Avec Un jour dans la vie de Billy Lynn, Ang Lee explore l’envers d’une image exhibée comme emblème patriotique par la propagande américaine. Derrière le mythe, un jeune homme passablement désœuvré, aux motivations guère nationalistes.
La fabrique de la guerre
Le dernier film d’Ang Lee s’inscrit pleinement dans le sous-genre du film sur la guerre en Irak, et se rapproche beaucoup, d’un point de vue thématique, du précédent film sur le sujet, AmericanSniper (Clint Eastwood, 2015). Comme chez Eastwood, le geste de Lynn dépasse le simple cadre de la guerre pour acquérir une dimension collective ; on retrouve là tout le travail mené par Eastwood depuis Mémoires de nos pères (2005).
Mais Ang Lee s’écarte du sérieux eastwoodien. Pour saisir réellement ce que signifie la fabrique du spectacle de la guerre dans l’Amérique de Bush, il en adopte le ton même : exubérant au point de virer dans le burlesque. Complètement détachés de la réalité d’une guerre où le moindre geste, le plus petit bruit, sont une menace pour des soldats au bord de la paranoïa, les civils qui conçoivent le spectacle de Beyoncé ne pensent pas un seul instant que les feux d’artifice, les musiques à fond et le ballet des corps rappelleront cruellement aux Bravos – la section à laquelle appartient Lynn – une guerre qu’ils aimeraient bien fuir.
Dans ce Texas où les Bravos ont atterri pour se donner quinze jours en spectacle, la guerre est une chose lointaine que l’on regarde à la télé.
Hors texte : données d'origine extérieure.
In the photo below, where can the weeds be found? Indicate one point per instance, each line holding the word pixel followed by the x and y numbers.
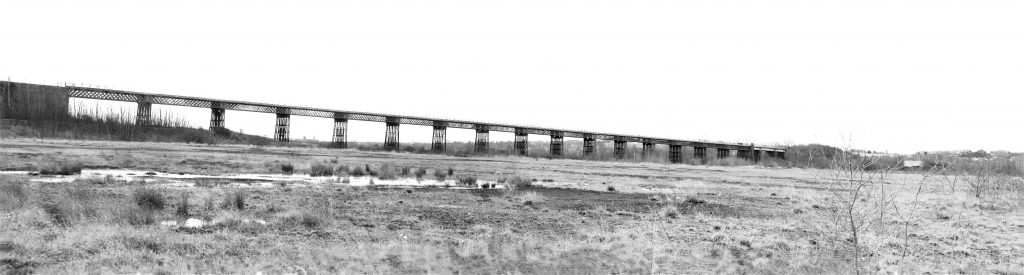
pixel 182 210
pixel 528 197
pixel 439 175
pixel 287 168
pixel 70 204
pixel 235 199
pixel 386 173
pixel 12 193
pixel 357 172
pixel 321 170
pixel 148 198
pixel 466 180
pixel 62 167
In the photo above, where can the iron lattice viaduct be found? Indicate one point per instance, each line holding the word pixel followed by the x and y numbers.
pixel 391 140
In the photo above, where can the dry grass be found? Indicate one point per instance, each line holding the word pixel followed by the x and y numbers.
pixel 321 170
pixel 662 219
pixel 62 167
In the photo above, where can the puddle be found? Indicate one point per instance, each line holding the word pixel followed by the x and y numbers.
pixel 248 180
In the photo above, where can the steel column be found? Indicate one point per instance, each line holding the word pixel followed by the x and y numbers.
pixel 675 153
pixel 556 143
pixel 144 113
pixel 216 118
pixel 619 149
pixel 340 133
pixel 521 142
pixel 699 152
pixel 439 140
pixel 481 140
pixel 588 144
pixel 391 134
pixel 281 129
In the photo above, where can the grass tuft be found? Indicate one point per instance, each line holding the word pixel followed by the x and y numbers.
pixel 182 210
pixel 287 168
pixel 386 173
pixel 321 170
pixel 420 173
pixel 342 170
pixel 62 167
pixel 235 199
pixel 12 193
pixel 148 198
pixel 439 175
pixel 467 180
pixel 357 172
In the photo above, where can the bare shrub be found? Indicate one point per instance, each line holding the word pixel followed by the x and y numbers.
pixel 321 170
pixel 439 175
pixel 420 173
pixel 70 204
pixel 235 199
pixel 857 200
pixel 62 167
pixel 980 178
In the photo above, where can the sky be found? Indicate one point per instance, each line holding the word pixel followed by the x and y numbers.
pixel 893 76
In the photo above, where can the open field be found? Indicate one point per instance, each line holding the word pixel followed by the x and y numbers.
pixel 577 217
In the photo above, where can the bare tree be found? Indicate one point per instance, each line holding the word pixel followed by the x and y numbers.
pixel 857 198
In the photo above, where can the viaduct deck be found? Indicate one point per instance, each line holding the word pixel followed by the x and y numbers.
pixel 217 106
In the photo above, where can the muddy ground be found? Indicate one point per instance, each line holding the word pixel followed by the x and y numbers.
pixel 654 218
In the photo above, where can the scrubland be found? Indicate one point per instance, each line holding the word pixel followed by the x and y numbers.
pixel 560 216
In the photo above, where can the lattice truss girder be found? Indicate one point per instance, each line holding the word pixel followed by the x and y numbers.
pixel 439 138
pixel 108 94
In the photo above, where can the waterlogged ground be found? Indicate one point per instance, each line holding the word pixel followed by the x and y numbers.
pixel 102 176
pixel 577 217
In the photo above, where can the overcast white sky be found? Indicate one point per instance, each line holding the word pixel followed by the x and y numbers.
pixel 897 76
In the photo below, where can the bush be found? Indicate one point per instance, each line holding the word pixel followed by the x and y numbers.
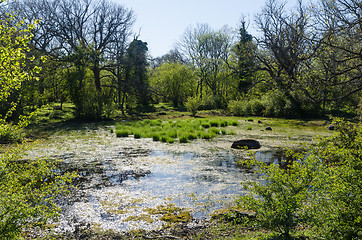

Orchestrée par les experts du storytellinget du show, elle devient un mythe de la même trempe que Fort Alamo : tous les civils qui s’adressent aux Bravos croient dur comme fer que l’Amérique est allée en Irak défendre le Bien contre le Mal.
De sorte que le conflit militaire, dont les flash-backs sur les opérations des Bravos font surgir toute la tension quotidienne, perd de sa dureté pour devenir un produit de consommation culturel comme un autre, aussi doux et sucré que les cheerleaders qui défilent autour des troupes.
Portraits de soldats
Réifiés, transformés en poupées patriotiques autour desquelles tourne la caméra, les soldats d’Irak semblent perdre tout contrôle de leur image. Or, l’intelligence du montage, du jeu d’acteur et de la mise en scène est d’envisager ces figures d’un point de vue intimiste.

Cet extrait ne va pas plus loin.